Historical generation gap | Inquirer Opinion
Looking Back

Historical generation gap

/ 04:10 AM February 09, 2022

Watching a younger historian, my friend Ian Alfonso, look for a book in the National Historical Commission Library the other day underscored the fact that I was born in the last century. Watching him fiddle with the Online Public Access Catalog or OPAC in search of a book was itself an expression of a generation gap. He first searched under Author, then by Title. When he couldn’t find what he wanted, I suggested they update their library program with something more intuitive. The librarian was new and did not know the lay of the land like the back of her hand as older ones would. She needed OPAC too. I felt like a dinosaur from the Analog Age nearing extinction.

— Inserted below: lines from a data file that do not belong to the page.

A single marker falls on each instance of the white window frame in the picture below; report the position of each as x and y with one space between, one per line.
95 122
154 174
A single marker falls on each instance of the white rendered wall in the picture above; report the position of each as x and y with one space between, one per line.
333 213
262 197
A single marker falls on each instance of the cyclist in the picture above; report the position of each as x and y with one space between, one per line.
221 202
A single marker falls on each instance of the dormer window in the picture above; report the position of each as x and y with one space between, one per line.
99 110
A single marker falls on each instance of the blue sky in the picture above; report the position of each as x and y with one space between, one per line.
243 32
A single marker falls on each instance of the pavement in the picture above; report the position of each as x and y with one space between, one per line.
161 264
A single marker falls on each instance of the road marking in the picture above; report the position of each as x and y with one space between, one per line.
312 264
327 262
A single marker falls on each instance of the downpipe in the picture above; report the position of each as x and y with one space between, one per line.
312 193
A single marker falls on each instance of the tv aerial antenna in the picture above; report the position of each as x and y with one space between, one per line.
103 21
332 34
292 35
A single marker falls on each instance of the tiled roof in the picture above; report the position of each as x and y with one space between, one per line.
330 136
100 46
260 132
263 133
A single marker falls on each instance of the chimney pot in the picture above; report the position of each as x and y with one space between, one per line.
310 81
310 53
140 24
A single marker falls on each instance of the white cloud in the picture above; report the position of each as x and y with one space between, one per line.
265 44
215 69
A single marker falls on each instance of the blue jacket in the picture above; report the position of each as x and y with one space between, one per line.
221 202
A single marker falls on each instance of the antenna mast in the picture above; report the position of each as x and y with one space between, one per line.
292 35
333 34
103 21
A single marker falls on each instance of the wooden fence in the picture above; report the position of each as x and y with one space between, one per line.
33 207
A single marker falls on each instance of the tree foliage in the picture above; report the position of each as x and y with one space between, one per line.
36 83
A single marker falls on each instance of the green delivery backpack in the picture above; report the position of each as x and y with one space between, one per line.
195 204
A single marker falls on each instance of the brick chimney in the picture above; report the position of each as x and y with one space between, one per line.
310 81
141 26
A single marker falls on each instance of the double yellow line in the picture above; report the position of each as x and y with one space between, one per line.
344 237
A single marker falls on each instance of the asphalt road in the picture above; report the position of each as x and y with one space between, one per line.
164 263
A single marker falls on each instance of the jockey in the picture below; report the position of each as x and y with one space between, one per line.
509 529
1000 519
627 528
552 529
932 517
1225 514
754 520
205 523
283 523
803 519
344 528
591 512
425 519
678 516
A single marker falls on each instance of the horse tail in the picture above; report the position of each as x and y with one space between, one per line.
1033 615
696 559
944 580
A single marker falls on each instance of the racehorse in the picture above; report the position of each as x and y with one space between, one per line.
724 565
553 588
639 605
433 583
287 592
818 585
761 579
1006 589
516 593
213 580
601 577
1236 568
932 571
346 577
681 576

I have had love affairs with libraries since my grade school days, and remember with fondness those that left me alone to roam the open shelves (UP, Ateneo, DLSU, San Beda, Lopez Museum, and Filipinas Heritage Library). My intimacy with Filipiniana grew from knowing Rizaliana was filed: under “R52” using the Dewey Decimal System or under “DS675.8 R5” using the Library of Congress classification system. In time, I grew to know not just the location of books but recognized them by size and thickness or by spine or cover color. Some books I identified by touch, from their bindings, others by the smell of the pages. I could tell different editions of the same book from each other. I knew which books were filled with marginalia. Evidence of readers engaging with texts would be frowned upon by librarians who would label these readers as vandals for defacing books with their scribblings.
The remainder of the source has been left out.